In a practical working environment it creates more problems than it solves. It's...

dan-robertson · on March 16, 2021

I think I mostly agree. When TCE isn’t guaranteed, it seems pretty bad to have code that runs fine in one engine but blows up the stack in another. When it is guaranteed it’s still hard because modifications to code may break TCE and so as well as knowing what those things are (eg wrapping in a try block), you need to be careful about every change that breaks TCE to make sure that the code isn’t relying on TCE. Also I think JS might have extra problems due to eg arguments.caller.

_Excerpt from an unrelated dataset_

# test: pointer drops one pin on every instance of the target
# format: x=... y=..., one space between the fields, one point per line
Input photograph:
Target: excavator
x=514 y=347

In languages which do have guaranteed TCE like scheme or ML variants, I think I would rather see some way to explicitly say “this is a tail call which should be eliminated” or “all recursive calls to this function should be tail calls” and then have the compiler complain if you have a call which should be eliminated but isn’t in tail position. I think the reason for clojure not doing TCE is that, in general[1], it is a global optimisation (not possible by simple syntax transformation) that the jvm doesn’t do. So clojure didn’t really have a choice in whether or not to have TCE.

[1] it is more possible to transform recursive or mutually recursive code into iterative code, but the latter becomes hard in the face of a dynamic language where functions can be redefined and impossible to do locally for all tail calls.

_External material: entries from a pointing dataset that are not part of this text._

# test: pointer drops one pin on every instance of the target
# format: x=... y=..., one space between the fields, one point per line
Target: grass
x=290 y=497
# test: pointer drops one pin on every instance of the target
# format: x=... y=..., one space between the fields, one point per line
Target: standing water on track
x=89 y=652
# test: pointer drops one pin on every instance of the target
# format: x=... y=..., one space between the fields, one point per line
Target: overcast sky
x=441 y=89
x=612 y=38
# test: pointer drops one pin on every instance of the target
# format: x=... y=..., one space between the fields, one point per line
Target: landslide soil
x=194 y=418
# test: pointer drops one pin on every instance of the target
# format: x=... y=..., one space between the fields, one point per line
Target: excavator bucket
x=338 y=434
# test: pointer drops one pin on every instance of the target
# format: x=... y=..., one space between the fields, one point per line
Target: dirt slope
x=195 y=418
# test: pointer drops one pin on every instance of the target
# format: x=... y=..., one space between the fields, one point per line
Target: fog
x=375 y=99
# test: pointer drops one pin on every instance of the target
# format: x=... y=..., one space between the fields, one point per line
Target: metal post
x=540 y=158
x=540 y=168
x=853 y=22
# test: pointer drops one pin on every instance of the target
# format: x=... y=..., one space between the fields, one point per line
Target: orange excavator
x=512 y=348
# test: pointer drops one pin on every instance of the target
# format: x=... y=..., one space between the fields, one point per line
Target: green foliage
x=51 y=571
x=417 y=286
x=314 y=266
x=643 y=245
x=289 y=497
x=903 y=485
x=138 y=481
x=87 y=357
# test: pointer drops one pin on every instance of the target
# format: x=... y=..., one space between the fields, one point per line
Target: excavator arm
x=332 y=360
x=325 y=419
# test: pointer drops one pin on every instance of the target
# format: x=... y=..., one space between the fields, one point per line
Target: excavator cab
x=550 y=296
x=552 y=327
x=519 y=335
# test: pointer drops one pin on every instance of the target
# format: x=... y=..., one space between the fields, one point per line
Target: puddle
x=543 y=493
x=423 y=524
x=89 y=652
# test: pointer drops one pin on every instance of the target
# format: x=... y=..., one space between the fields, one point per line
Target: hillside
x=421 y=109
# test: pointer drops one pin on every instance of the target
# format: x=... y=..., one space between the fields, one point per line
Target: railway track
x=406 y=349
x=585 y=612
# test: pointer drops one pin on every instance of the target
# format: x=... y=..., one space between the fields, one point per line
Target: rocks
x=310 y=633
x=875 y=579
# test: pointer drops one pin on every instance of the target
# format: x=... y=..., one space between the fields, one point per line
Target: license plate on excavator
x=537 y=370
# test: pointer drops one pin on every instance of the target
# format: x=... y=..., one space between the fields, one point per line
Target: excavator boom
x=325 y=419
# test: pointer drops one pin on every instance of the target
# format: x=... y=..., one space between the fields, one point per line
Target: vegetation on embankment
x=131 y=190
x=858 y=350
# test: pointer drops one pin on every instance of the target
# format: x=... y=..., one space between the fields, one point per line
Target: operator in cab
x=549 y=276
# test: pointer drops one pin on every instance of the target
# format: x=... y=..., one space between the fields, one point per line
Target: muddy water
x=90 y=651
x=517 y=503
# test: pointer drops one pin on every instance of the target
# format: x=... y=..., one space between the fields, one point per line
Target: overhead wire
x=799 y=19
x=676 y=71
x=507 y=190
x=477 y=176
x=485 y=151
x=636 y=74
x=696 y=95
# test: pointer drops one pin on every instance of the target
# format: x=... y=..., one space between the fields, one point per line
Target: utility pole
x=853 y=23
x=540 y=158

swiley · on March 16, 2021

I feel like tail calls are pretty obvious, the c++ grammar even explicitly calls them out.

qsort · on March 16, 2021

Eh, kinda. They are obvious modulo a lot of things, such as what definition of tail call your compiler is using and what optimizations it performs.

Your comment piqued my curiosity and I made a little experiment :)

The following function:

   int rec(int n) {
       if (n < 1) return 0;
       return 1 + rec(n - 1);
   }

will get TCOd by gcc but not by clang (!!)

I don't know, probably I'm not smart enough for TCO, but I just don't want to work like that. It's a minefield.

CalChris · on March 16, 2021

However, for -O3 on ARMv8, LLVM generates pretty good if slightly inscrutable code [1]:

  rec:                                         // @rec
    bic     w0, w0, w0, asr #31
    ret

That's taking the sign bit, replicating it to 32b and then using it as a not'd mask.

  negative numbers:
     w0, asr #31     => -1
     bic w0, w0, -1  => and w0, w0, 0          => ret 0

  positive numbers:
     w0, asr #31     => 0
     bic w0, w0, 0   => and w0, w0, 0xffffffff => ret w0

gcc is also pretty good [2]:

  rec:
        cmp     w0, 0
        csel    w0, w0, wzr, gt
        ret

[1] https://godbolt.org/z/q9hM7z

[2] https://godbolt.org/z/6rbE5e

Hitton · on March 16, 2021

It doesn't get TCOd, the compiler simply recognizes what it does and optimizes it. It does literally same thing with the code below.

  int count(int n) {
      int res = 0;
      for (int i=0; i < n; i++) res++;
      return res;
  }

maverwa · on March 16, 2021

Would you mind sharing the compiler versions and flags used? I tried to look at it in godbolt, but gcc 10.2 -O and clang 11.0 -O look pretty much the same. On the other hand, I know pretty little about C and its compilers ;)

qsort · on March 16, 2021

clang 11.0, gcc 7.4, O2. I did that with whatever was already installed on my machines, YMMV.

yvdriess · on March 16, 2021

That's not a tail recursive call.

qsort · on March 16, 2021

That's precisely the point.

yvdriess · on March 16, 2021

I'm confused, how are you testing TCO by giving the compiler a non-tail call?

rbanffy · on March 16, 2021

This is a magic vs. no-magic thing. TCO is a magical thing that implicitly changes the behavior of code with the same syntax. The code says the stack should blow up, but the compiler saves you from it.

I'll side with the Python teaching that explicit is better than implicit. If the code says the stack will blow, then the compiler/runtime should not try to avoid that.

yvdriess · on March 16, 2021

There's nothing magical about a language that says that a tail-call will reuse the same frame/record/instance. It's only magical and unreliable when it's not in the language spec.

leoc · on March 16, 2021

And a well-defined TCO guarantee would probably not rank very high on the already long list of things that make it ... a bit tricky to discern the performance of a function from looking at the text of the function body.

dTal · on March 17, 2021

It's not any more "magic" than garbage collection. The runtime figures out when memory is no longer required and frees it, through perfectly well-defined and easy-to-model rules. The code doesn't "say" the stack will blow because a finite stack isn't a language guarantee - it's simply an inconvenient fact of life.

_vntb · on March 16, 2021

Clojure does not optimize tail calls because JVM does not support it.

fulafel · on March 17, 2021

Kind of. This comment summed it up well: https://news.ycombinator.com/item?id=26298891

bear8642 · on March 16, 2021

Thought there's extension enabling JVM tail optimization?